Die Griechen, so wie die meisten Neuern, haben den Inhalt der Handlung durch den Anfang der Handlung selbst anzukündigen gesucht. Sophokles ist darin am glüklichsten gewesen; dem Euripides aber hat es damit selten geglükt. Die Sache hat in der That große Schwierigkeit. Denn da natürlicher Weise keine der handelnden Personen vorher sehen kann, was für eine Wendung, viel weniger, was für einen Ausgang die Sachen nehmen werden, so können sie die Handlung auch nicht bestimmt ankündigen. Hier ist sie eine noch zufällige künftige Sache, da sie in der epischen Ankündigung, als eine schon vergangene Sache erscheint. Es kann also in Drama weiter nichts angekündiget werden, als die Veranlassung und der Anfang der Handlung, ihre Wichtigkeit, nebst einigen dunkeln Vermuthungen ihres Ausganges. Dabey kann jeder die Schwierigkeit der Sache empfinden. Die meisten Neuern behandeln die Ankündigung so schlecht, daß man lange in Verwirrung und Ungewißheit über die Veranlassung und über die Natur der Handlung bleibet.

Im Trauerspiel sollte man aus den ersten Reden der Personen so gleich erkennen, daß man am Anfang einer wichtigen Handlung ist, deren Ausgang zwar ungewiß ist, aber, von welcher Seite er kommen möge, merkwürdig seyn muß. Je genauer die Verwiklung der Sachen, die Schwierigkeiten, und Gefahren, die der Fortgang der Handlung heran bringen wird, durch die Ankündigung erkennt werden, je gewisser wird die Aufmerksamkeit gereizt. Auch ist es sehr wichtig, daß dem Zuschauer durch die Ankündigung gleich die Hauptpersonen, von einer interessanten Seite vorgestellt werden.

Man kann den Anfang des Oedipus in Theben von Sophokles, als ein vollkommenes Muster der Ankündigung anpreisen.

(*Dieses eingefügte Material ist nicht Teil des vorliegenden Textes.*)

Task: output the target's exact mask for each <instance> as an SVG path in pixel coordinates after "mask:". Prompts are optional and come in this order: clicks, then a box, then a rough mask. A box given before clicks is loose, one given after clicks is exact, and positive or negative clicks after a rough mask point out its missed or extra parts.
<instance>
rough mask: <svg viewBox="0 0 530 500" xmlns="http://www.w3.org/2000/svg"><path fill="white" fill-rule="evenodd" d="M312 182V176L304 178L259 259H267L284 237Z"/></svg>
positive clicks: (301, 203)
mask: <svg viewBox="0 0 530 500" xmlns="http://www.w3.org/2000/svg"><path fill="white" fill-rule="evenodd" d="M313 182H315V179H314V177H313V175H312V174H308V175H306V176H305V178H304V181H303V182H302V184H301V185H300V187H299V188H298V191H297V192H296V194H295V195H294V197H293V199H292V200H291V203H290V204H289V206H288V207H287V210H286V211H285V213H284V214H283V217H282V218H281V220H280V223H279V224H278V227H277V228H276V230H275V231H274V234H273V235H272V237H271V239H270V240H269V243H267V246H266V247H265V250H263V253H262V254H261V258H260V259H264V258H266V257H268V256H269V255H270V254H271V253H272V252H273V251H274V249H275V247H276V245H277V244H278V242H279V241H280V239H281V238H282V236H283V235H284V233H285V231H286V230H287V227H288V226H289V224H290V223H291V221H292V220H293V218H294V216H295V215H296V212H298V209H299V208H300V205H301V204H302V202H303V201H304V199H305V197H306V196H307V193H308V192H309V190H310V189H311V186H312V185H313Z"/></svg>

Von der Ankündigung des Inhalts der Rede, die gleich nach dem Eingange folget, (Propositio) ist unnöthig viel zu sagen. Sie hat für einen würklich beredten Mann wenig Schwierigkeit. Das was dabey zu bedenken ist, besonders, ob man den Schluß der Rede vorher anzeigen, oder verbergen soll, entdekt sich einem Mann von gutem Urtheil gar bald. Einiges Nachdenken über die verschiedenen Ankündigungen, wie sie vom Demosthenes oder Cicero behandelt worden, wird wenig Ungewißheit in der Sache lassen.

Nothwendiger ist es vielleicht dieses zu erinnern, daß in der Rede ofte die Ankündigung eines besondern Theils derselben, der auf die Abhandlung eines vorher gegangenen Theiles folget, nothwendig wird. Dieses nennt Cicero: Propositio quid sis dicturus, et ab eo quod est dictum, seiunctio.3 In diesen besondern Ankündigungen sind unter den Neuern die französischen Schriftsteller die besten Muster. Winkelmann hat auch in dem blos dogmatischen Vortrag versucht, die alte griechische Art: So viel hievon; – nun davon, wieder einzuführen, welches nicht zu verwerfen ist. Nur für förmliche Reden ist diese Formel zu kurz.

1Hor. de Arte. vs, 136 u. f.
2Pars Argumenti explicatur, pars reticetur ad populi expectationew tenendam Donatus.
3De Orat. L. III.
Quelle:
Sulzer: Allgemeine Theorie der Schönen Künste, Band 1. Leipzig 1771, S. 54-55.